Say $S_n$ acts on $\{\alpha_1,...,\alpha_n\}$ and $A_{n+2}$ acts on $\{\alpha_1,...,\alpha_n,\alpha_{n+1},\alpha_{n+2}\}$. Let $\sigma \in S_n$ and let $\phi: S_n \to A_{n+2}$ be given by $\phi(\sigma)=\sigma$ if $\sigma$ is an even permutation, and $\phi(\sigma)=\sigma(\alpha_{n+1}\alpha_{n+2})$ if $\sigma$ is an odd permutation. This way $\phi(\sigma) \in A_{n+2}$.

Now, let $\sigma, \rho \in S_n$. Then $\phi(\sigma \rho)=\sigma \rho (\alpha_{n+1}\alpha_{n+2})$. Also, $\phi(\sigma)\phi(\rho)=\sigma(\alpha_{n+1}\alpha_{n+2})\rho(\alpha_{n+1}\alpha_{n+2})=\sigma\rho$.

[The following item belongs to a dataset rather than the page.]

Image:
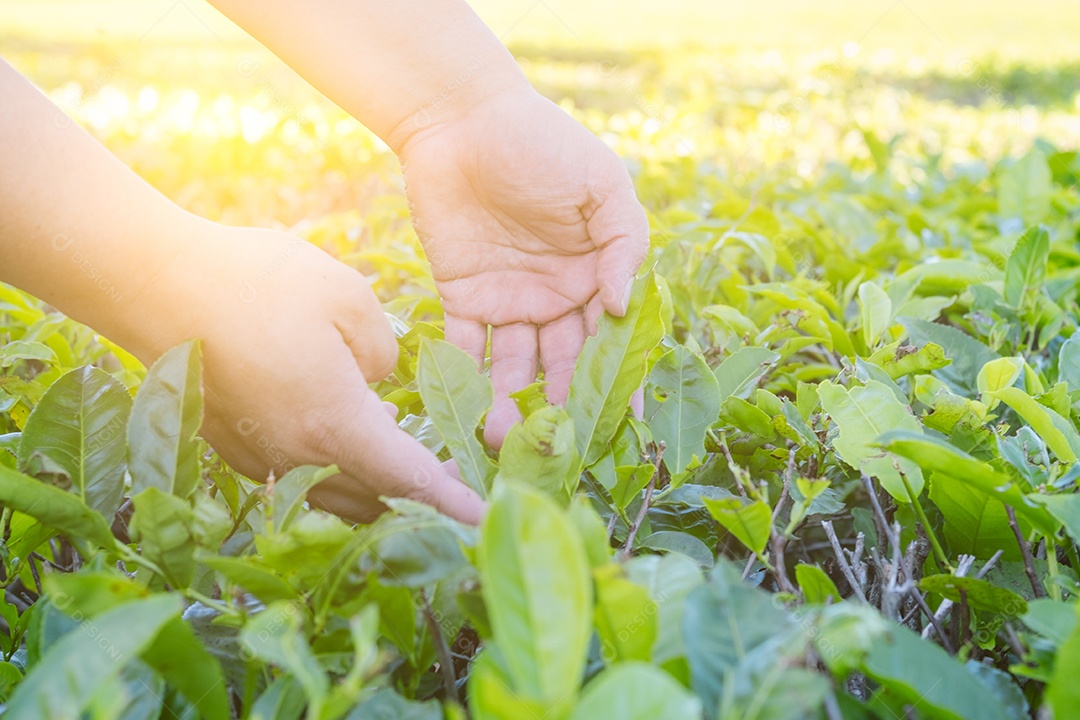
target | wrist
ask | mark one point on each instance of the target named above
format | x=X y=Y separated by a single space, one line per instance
x=470 y=86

So, $\phi(\sigma \rho)$ does not seem to equal $\phi(\sigma)\phi(\rho)$. But the idea is that we want $\phi(S_n) \cong S_n$, and $(\alpha_{n+1}\alpha_{n+2})$ does not permute any members of $\{\alpha_1,...,\alpha_n\}$, so $\phi(\sigma \rho)$ and $\phi(\sigma)\phi(\rho)$ are equal as permutations on this (sub)set.

This feels a little subtle to me and I'm not sure if my idea is valid or not. If it is not, can this proof still be saved? I appreciate any thoughts on this. Thanks.

Answer 1

You are correct. You can write your map as $\phi :S_n \to S_n \times S_2 \subset S_{n+2}$ by $\phi(\sigma) = (\sigma, \tau^{|\sigma|})$, where $\tau$ is the nontrivial permutation in $S_2$. Then $\phi$ is obviously injective and

$$\phi(\sigma \rho) = (\sigma \rho, \tau^{|\sigma\rho|}) = (\sigma, \tau^{|\sigma|})\cdot (\rho, \tau^{|\rho|}) = \phi(\sigma)\phi(\rho)$$

as $|\sigma \rho| = |\sigma|+ |\rho|$. As $\phi(\sigma)$ is an even permutation for all $\sigma$, we have $\phi :S_n \to A_{n+2}$.

Answer 2

You know how to put $A_n$ inside $A_{n+2}$, i.e. produce an injective homomorphism $A_n\hookrightarrow A_{n+2}$, simply send $\sigma\in A_n$ to $\hat \sigma i=\sigma i $ if $1\leqslant i\leqslant n$ and $\hat\sigma i=i$ else. It remains that you fit in $C_n=S_n\setminus A_n$. But if $C_n$ is a copy of $B_n$ inside $S_n$, then $(n+1,n+2)B_n\subset A_{n+2}$ consists of even permutations. You can see $ A_n\cup (n+1,n+2)C_n$ is a subgroup of $A_{n+2}$ -- note that $(n+1,n+2)$ doesn't interact with anything in $C_n$ or $A_n$; and $C_n\cup A_n=S_n$ -- $S_n\simeq A_n\cup (n+1,n+2)C_n$ so that $S_n\hookrightarrow A_{n+2}$.